Yes. Type-inference typically *knows better than me* what the types should be.

I frequently ask the compiler what code I need to write next by leaving a gap in my implementation and letting the compiler spit out the type of the missing section.

[–] [email protected] 1 points 4 months ago (1 children)

Can you explain why you wouldn't know what a type should be?

[–] [email protected] 0 points 4 months ago (1 children)

@Windex007

lexer :: Parser LexState (Vector Int, Vector Token)
lexer = do
(positions, tokens) <- _ nextPositionedToken
...

What goes where the underscore is in the above snippet?

[–] [email protected] 1 points 4 months ago (1 children)

I've never used Haskell, so I can barely read this as-is.

But sure: I have no idea, and I expect that's your point.

You as the writer, you don't know either? What if I could understand Haskell, is there an option to communicate that information to me? Or is the argument that nobody but the compiler and god need know?
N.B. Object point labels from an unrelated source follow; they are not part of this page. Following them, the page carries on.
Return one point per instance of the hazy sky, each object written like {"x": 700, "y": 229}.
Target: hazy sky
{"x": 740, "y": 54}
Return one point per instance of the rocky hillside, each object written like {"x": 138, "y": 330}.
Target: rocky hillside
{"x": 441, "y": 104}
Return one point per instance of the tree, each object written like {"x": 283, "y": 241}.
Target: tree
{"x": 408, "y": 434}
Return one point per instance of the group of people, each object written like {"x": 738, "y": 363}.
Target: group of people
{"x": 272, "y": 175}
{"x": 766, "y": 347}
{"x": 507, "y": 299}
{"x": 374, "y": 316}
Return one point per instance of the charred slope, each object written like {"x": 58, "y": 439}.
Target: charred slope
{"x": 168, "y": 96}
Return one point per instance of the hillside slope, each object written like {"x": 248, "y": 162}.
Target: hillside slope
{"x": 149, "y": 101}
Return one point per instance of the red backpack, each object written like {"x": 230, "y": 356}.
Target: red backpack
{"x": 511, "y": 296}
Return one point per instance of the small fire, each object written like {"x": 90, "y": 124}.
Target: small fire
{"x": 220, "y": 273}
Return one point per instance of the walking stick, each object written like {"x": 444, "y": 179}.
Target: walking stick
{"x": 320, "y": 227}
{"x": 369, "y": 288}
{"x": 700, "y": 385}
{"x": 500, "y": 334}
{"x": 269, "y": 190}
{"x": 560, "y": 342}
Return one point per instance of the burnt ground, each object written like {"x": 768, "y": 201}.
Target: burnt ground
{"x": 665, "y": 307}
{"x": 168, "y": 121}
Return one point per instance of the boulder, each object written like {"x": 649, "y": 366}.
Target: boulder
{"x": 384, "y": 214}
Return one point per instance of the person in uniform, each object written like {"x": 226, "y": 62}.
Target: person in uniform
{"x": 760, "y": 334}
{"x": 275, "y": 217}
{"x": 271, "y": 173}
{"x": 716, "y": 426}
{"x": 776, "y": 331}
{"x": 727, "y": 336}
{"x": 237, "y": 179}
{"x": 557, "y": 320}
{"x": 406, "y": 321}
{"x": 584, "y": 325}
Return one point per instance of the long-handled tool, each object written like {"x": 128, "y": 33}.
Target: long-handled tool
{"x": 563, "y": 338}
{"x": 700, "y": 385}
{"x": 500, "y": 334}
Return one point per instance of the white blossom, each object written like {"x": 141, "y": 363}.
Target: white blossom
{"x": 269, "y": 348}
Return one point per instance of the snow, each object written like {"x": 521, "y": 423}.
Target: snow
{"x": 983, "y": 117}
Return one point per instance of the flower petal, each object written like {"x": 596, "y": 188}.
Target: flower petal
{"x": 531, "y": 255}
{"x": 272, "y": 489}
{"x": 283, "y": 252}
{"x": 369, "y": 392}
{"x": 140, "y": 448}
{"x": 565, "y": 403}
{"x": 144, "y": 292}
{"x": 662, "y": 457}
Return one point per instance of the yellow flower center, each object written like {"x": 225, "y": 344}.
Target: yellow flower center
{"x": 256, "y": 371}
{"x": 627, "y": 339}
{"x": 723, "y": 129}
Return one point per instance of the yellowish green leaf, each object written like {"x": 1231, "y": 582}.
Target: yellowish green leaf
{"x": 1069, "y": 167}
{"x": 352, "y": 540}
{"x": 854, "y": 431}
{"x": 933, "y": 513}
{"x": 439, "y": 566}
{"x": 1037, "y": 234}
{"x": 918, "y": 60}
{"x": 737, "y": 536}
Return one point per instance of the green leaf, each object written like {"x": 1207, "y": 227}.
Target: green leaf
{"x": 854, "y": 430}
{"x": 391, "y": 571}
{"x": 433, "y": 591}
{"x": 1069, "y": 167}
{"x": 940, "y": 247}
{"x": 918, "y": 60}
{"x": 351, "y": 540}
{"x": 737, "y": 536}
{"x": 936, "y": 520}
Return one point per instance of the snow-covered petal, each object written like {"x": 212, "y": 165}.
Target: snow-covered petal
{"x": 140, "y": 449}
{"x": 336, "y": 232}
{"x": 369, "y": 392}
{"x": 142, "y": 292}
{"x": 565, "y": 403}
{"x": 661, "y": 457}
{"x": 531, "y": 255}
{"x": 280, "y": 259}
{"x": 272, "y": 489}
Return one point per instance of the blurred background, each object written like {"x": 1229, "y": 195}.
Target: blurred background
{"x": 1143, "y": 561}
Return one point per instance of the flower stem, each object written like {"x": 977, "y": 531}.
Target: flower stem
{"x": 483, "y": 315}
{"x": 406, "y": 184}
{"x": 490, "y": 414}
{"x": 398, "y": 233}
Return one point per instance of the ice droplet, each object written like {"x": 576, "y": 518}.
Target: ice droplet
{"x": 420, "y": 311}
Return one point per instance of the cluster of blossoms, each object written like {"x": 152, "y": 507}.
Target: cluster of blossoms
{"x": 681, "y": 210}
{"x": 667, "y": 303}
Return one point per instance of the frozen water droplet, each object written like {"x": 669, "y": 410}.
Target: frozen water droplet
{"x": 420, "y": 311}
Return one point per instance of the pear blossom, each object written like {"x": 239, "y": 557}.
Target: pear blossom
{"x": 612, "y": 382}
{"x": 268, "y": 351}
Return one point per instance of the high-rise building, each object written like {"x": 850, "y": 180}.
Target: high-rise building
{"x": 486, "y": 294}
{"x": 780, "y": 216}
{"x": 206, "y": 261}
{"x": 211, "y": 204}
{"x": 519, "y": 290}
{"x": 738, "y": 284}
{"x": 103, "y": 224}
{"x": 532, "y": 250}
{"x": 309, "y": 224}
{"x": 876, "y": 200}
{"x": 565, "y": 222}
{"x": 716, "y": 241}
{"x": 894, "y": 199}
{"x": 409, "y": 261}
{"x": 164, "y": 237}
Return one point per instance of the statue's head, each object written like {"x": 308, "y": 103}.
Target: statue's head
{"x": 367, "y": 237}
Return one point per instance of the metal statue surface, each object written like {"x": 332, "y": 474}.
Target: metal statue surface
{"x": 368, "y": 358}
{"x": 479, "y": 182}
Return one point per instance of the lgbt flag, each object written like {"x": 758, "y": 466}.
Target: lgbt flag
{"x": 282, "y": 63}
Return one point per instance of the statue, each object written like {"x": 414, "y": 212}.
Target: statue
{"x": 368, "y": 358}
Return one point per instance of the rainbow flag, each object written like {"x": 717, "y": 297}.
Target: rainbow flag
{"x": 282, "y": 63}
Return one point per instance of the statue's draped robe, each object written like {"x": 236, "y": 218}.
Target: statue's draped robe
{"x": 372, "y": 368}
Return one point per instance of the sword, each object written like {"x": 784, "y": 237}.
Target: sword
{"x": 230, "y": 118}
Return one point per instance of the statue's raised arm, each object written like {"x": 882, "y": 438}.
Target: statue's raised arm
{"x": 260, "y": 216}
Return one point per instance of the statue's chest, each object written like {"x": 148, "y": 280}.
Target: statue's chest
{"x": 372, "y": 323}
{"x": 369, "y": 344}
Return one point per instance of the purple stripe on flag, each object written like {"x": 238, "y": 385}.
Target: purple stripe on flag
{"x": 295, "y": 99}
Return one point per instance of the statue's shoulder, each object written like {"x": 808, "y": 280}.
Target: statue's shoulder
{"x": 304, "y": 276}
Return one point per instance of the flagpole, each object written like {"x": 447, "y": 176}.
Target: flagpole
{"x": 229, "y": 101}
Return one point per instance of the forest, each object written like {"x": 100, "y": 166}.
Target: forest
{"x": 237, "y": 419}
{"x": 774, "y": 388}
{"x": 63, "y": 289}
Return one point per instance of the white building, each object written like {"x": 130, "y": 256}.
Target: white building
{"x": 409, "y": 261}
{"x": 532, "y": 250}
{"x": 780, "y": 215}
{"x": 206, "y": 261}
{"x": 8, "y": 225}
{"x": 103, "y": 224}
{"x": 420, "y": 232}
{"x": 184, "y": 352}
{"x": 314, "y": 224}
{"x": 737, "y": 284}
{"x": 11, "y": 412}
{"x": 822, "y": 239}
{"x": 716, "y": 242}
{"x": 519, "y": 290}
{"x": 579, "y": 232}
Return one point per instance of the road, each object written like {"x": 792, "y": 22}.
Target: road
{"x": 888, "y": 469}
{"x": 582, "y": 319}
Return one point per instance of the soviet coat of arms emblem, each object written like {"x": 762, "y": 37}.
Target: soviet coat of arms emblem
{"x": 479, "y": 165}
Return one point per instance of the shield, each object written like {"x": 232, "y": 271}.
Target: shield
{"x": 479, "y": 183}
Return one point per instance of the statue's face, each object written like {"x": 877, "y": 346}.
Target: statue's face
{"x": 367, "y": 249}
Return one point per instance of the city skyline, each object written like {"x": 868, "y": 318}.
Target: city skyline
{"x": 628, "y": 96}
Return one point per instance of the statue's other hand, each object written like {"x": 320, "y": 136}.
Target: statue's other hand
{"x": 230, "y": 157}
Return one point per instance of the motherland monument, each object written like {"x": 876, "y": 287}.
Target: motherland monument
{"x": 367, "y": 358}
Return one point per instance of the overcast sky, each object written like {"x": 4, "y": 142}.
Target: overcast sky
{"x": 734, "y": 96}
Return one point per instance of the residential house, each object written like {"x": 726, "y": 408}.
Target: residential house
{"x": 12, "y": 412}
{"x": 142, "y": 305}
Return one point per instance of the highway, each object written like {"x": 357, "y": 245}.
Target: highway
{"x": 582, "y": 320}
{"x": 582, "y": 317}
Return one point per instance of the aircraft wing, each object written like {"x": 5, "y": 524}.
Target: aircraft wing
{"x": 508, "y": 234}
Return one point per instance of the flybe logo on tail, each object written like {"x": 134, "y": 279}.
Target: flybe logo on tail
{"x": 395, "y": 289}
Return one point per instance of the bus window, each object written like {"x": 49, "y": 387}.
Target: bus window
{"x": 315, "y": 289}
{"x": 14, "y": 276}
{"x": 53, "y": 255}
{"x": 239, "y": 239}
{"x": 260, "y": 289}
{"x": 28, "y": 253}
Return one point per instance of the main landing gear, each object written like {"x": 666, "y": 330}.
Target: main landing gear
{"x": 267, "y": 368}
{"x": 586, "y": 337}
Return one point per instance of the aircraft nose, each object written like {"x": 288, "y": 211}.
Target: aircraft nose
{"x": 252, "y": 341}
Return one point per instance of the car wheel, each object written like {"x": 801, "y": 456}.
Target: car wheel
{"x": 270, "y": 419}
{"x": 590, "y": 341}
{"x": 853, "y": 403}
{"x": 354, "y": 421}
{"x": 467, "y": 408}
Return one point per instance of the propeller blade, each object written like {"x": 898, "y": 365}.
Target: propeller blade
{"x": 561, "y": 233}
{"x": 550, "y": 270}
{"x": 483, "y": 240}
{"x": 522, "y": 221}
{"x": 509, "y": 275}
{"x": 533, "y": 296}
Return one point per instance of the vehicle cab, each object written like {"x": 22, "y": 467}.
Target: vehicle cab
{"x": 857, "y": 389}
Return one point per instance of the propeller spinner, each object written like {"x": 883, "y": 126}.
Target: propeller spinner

That having an awareness of the types has no value?

[–] [email protected] 0 points 4 months ago (1 children)

@Windex007
> You as the writer, you don’t know either?
Not until the compiler tells me.

> Or is the argument that nobody but the compiler and god need know? That having an awareness of the types has no value?
No, I want to know, because knowing the types has value. If the compiler has inference, it can tell me, if not, it can't.

[–] [email protected] 1 points 4 months ago

I recognize that truly functional languages are their own beasts, with tons of amazing features provided by a ton of academic backing.

I will absolutely concede that I can't speak to them with a shred of competence. I don't know about the trade-offs and relative value propositions for pretty much anything in that space, let alone specifically w/ explicit typing.